Fair-trade coffee in Haiti

In the 21st century, agriculture was penalized due to difficult climatic conditions. Haiti has suffered from soil erosion as well as deforestation, which affects the growth of coffee crops. In addition to ongoing cycles of floods and droughts, Haiti has been the victim of many natural disasters. In 2010, Haiti was hit by a 7.0 magnitude earthquake that left the country in desolation and played a big role in the decrease of coffee production.
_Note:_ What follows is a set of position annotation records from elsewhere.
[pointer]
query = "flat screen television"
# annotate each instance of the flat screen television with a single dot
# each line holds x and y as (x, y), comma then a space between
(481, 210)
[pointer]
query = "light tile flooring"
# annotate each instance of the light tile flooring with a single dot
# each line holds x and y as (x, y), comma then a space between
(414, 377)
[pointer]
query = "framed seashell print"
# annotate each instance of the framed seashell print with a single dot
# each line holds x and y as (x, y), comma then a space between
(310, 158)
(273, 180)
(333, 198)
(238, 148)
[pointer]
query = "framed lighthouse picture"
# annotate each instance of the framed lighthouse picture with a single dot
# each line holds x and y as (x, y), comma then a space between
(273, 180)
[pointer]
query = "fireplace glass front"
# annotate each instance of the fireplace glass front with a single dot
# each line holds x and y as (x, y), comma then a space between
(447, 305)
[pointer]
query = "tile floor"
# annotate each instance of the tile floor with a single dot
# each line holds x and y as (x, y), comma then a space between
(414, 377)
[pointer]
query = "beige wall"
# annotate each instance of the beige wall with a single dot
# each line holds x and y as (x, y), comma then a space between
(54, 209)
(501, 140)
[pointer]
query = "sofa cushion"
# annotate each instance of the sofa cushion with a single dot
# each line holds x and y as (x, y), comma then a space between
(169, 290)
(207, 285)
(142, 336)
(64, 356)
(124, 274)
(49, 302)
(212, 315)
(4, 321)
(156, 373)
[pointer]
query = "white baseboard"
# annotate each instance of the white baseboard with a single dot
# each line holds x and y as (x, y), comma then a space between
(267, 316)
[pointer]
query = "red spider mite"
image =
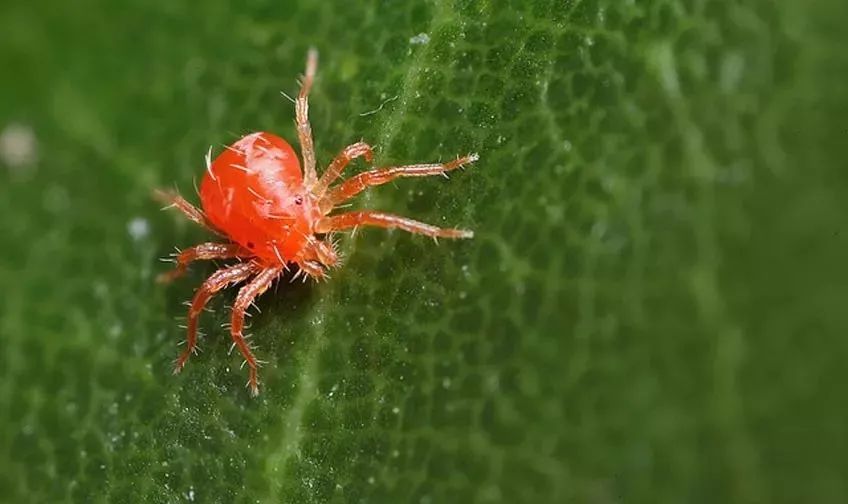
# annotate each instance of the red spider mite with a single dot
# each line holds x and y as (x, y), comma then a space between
(270, 215)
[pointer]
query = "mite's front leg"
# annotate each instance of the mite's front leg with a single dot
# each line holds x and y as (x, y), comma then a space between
(217, 281)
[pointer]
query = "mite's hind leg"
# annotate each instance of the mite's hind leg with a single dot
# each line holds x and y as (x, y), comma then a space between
(217, 281)
(304, 130)
(384, 220)
(204, 251)
(173, 199)
(264, 278)
(356, 184)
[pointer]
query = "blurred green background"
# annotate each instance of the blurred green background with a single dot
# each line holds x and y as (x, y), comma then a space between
(653, 309)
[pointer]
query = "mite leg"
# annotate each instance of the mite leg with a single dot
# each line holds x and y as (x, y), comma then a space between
(384, 220)
(173, 199)
(245, 297)
(204, 251)
(217, 281)
(355, 185)
(338, 164)
(304, 130)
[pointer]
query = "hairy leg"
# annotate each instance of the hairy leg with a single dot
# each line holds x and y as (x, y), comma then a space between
(217, 281)
(355, 185)
(304, 130)
(245, 297)
(384, 220)
(173, 199)
(204, 251)
(338, 164)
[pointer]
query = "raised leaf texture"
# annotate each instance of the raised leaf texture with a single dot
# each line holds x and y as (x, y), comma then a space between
(653, 309)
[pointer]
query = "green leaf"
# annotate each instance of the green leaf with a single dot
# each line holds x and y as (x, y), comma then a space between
(652, 310)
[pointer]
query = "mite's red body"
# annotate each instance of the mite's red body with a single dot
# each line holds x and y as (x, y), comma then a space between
(253, 192)
(271, 215)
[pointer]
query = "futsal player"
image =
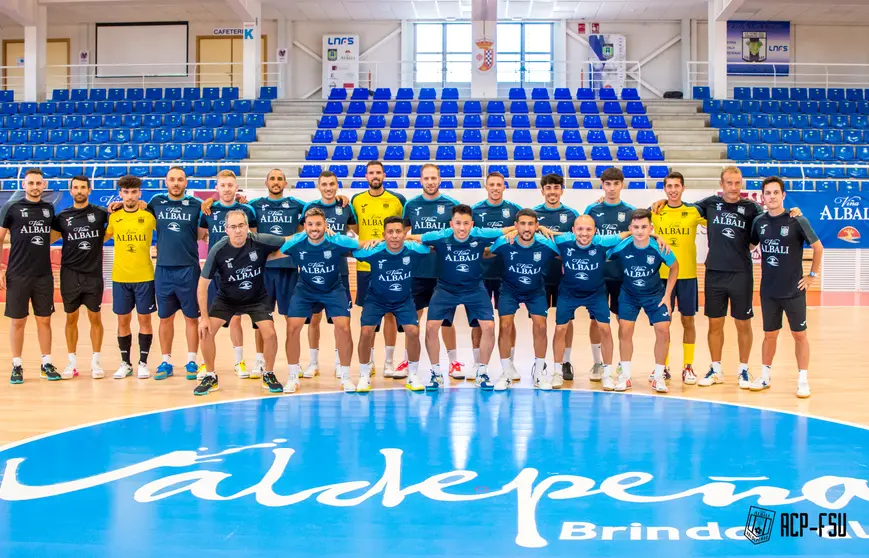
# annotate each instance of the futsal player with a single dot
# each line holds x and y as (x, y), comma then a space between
(525, 263)
(391, 264)
(319, 283)
(176, 274)
(555, 217)
(370, 208)
(677, 223)
(611, 216)
(227, 188)
(237, 262)
(432, 211)
(494, 212)
(640, 260)
(28, 279)
(132, 275)
(82, 228)
(339, 219)
(783, 286)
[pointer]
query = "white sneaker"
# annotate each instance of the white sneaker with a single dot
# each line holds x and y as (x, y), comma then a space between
(292, 384)
(803, 390)
(364, 385)
(68, 373)
(259, 368)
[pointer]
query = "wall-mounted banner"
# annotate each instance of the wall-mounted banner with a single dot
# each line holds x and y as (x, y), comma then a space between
(607, 60)
(758, 47)
(340, 62)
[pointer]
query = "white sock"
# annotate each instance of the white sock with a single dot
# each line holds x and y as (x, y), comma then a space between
(596, 354)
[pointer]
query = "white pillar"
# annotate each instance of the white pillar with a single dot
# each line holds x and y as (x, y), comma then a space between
(35, 40)
(252, 40)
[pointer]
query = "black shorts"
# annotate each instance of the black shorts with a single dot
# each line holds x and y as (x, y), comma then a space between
(773, 308)
(35, 291)
(723, 287)
(224, 308)
(77, 289)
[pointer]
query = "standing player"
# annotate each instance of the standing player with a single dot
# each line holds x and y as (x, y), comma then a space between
(82, 228)
(339, 219)
(176, 275)
(370, 208)
(132, 275)
(782, 284)
(28, 279)
(237, 261)
(319, 283)
(677, 223)
(640, 260)
(227, 188)
(611, 216)
(525, 264)
(432, 211)
(392, 262)
(554, 218)
(494, 212)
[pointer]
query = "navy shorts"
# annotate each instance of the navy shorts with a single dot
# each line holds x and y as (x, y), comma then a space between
(535, 302)
(477, 305)
(306, 302)
(684, 296)
(569, 301)
(126, 296)
(404, 312)
(651, 305)
(175, 288)
(280, 284)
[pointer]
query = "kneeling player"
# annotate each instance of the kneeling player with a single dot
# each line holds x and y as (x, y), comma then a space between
(522, 283)
(640, 261)
(391, 293)
(238, 261)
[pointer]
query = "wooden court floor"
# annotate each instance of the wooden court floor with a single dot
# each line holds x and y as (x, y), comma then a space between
(839, 372)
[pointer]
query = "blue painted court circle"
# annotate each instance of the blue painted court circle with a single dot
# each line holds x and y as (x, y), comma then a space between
(460, 473)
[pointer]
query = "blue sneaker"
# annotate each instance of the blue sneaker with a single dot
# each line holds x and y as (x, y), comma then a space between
(163, 371)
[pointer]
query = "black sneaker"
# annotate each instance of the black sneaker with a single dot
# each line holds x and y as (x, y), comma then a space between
(271, 383)
(207, 385)
(49, 372)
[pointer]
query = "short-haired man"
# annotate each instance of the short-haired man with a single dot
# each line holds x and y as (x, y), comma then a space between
(782, 284)
(319, 283)
(432, 211)
(391, 263)
(640, 260)
(176, 275)
(237, 262)
(525, 264)
(28, 280)
(494, 213)
(213, 221)
(370, 208)
(555, 217)
(611, 217)
(677, 223)
(82, 228)
(132, 275)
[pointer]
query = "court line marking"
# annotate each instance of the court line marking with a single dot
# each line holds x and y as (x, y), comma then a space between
(38, 437)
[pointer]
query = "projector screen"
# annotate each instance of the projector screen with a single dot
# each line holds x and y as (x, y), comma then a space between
(141, 49)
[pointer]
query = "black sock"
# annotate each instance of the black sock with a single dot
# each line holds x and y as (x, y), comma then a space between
(144, 346)
(124, 343)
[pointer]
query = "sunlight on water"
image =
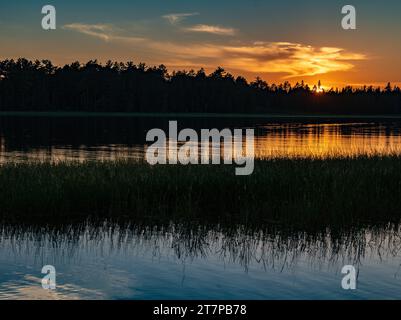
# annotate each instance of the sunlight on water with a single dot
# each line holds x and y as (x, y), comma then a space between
(284, 140)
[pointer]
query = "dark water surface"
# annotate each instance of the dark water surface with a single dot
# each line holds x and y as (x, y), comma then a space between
(173, 262)
(94, 138)
(206, 262)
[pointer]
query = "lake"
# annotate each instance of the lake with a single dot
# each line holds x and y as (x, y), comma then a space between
(107, 260)
(101, 138)
(172, 262)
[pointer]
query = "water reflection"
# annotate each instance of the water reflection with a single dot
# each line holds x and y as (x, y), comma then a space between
(140, 261)
(58, 139)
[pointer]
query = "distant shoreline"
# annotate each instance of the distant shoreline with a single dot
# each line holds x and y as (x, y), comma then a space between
(194, 115)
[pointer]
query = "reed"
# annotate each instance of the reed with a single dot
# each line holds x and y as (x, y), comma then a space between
(299, 193)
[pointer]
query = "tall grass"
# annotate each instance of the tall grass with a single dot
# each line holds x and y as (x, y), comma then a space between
(306, 193)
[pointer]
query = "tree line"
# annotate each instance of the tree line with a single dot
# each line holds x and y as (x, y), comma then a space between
(127, 87)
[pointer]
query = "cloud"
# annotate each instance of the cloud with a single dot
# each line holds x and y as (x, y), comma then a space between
(285, 58)
(176, 18)
(104, 32)
(211, 29)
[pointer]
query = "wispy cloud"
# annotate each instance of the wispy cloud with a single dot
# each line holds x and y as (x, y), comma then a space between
(287, 58)
(211, 29)
(104, 32)
(176, 18)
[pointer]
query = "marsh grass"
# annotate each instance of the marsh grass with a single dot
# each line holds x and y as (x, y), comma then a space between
(299, 193)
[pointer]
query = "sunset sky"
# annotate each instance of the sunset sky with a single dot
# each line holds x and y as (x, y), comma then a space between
(277, 40)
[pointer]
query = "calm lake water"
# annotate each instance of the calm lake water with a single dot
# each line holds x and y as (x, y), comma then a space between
(94, 138)
(206, 263)
(172, 262)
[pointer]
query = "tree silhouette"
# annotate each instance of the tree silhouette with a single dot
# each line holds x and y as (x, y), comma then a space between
(128, 87)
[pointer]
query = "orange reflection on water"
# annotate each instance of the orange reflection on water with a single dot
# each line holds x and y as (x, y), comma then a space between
(327, 140)
(289, 140)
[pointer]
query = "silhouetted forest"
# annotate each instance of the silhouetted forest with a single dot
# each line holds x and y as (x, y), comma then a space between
(126, 87)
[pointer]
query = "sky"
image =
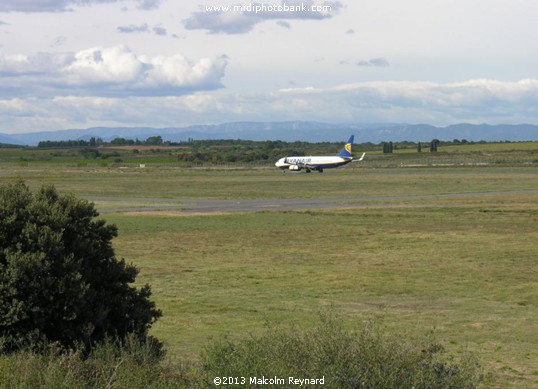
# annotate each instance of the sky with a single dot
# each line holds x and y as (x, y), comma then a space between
(68, 64)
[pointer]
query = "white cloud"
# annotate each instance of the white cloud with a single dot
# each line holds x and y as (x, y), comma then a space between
(107, 71)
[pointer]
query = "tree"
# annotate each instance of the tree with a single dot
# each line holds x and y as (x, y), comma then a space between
(59, 277)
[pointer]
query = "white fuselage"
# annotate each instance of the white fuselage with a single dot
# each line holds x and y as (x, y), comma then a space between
(314, 163)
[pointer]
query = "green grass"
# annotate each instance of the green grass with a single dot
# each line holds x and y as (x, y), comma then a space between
(463, 267)
(464, 271)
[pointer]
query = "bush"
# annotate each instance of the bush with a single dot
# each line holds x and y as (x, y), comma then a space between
(126, 363)
(59, 278)
(367, 358)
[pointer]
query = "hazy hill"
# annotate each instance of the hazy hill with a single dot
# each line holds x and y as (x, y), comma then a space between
(291, 131)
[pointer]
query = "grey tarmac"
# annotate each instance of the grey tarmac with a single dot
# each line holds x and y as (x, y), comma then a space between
(208, 206)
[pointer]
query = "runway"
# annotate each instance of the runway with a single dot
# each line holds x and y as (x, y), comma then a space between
(207, 206)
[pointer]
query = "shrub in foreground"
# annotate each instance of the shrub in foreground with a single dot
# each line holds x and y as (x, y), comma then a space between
(367, 358)
(60, 280)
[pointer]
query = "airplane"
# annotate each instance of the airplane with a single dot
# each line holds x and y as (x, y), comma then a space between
(319, 163)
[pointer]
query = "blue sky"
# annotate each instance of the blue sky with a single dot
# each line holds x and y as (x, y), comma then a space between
(82, 63)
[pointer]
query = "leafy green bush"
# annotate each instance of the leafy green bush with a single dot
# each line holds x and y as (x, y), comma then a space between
(127, 363)
(368, 358)
(59, 278)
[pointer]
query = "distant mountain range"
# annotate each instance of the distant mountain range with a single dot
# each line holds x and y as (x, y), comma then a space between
(291, 131)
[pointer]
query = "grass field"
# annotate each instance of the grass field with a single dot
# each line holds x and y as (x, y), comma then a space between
(463, 267)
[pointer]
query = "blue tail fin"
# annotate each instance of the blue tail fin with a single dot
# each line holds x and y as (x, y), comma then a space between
(346, 151)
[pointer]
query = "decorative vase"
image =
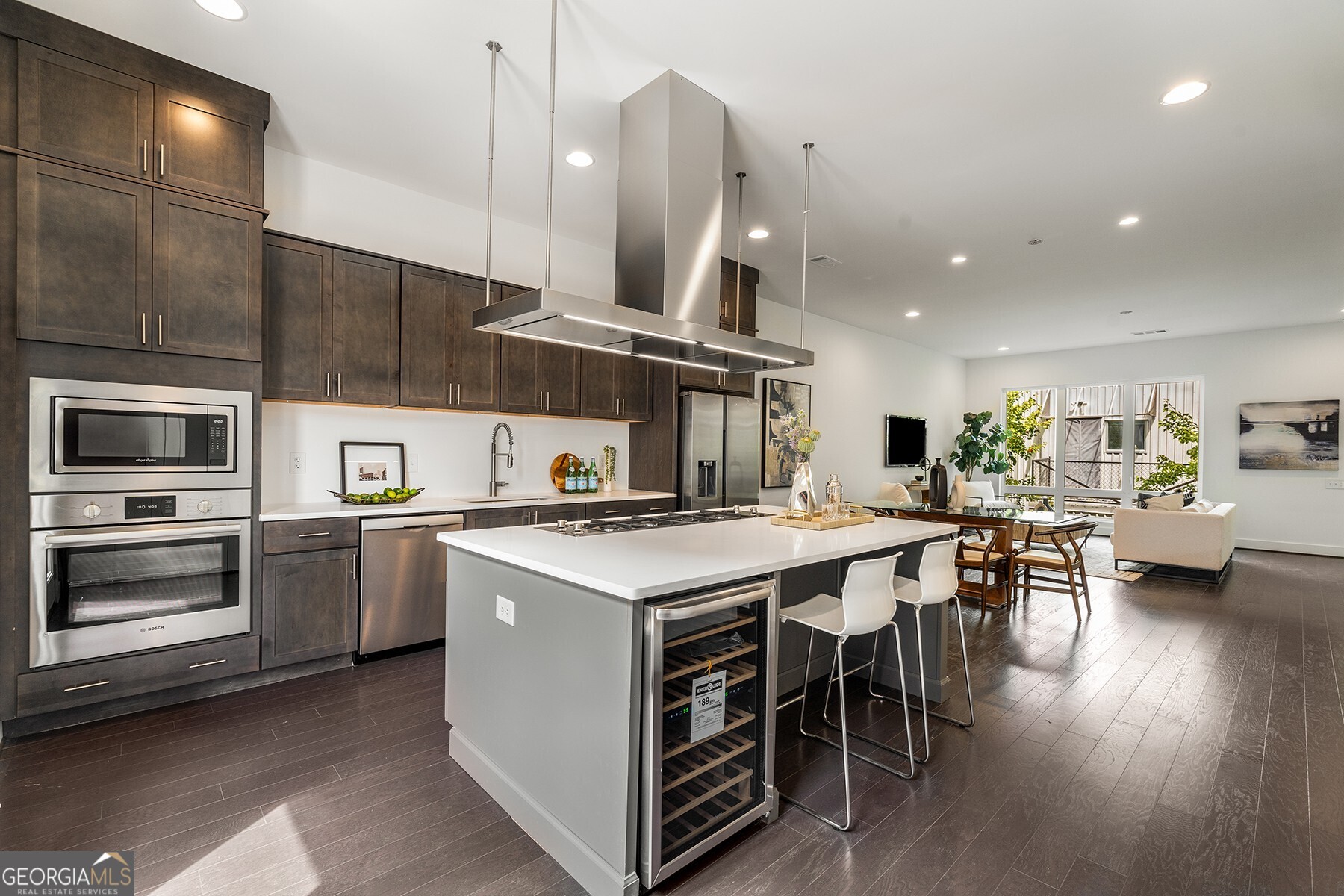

However, the continual rise in demand has eased Haiti back into the world coffee scene through the implementation of fair trade policies that have contributed to its attempt at restoration. The profile of Haitian coffee has grown and has been advantageous for small-scale Haitian farmers, as specialty coffee has drawn the attention of a growing trend of socially-aware western consumers receiving a premium on the world market stage adopting strategies that have heightened its value, such as origin-labeling, high quality differentiation techniques such as fair trade, gourmet, and organic, in order to meet these demands and capitalizing on their higher willingness to pay.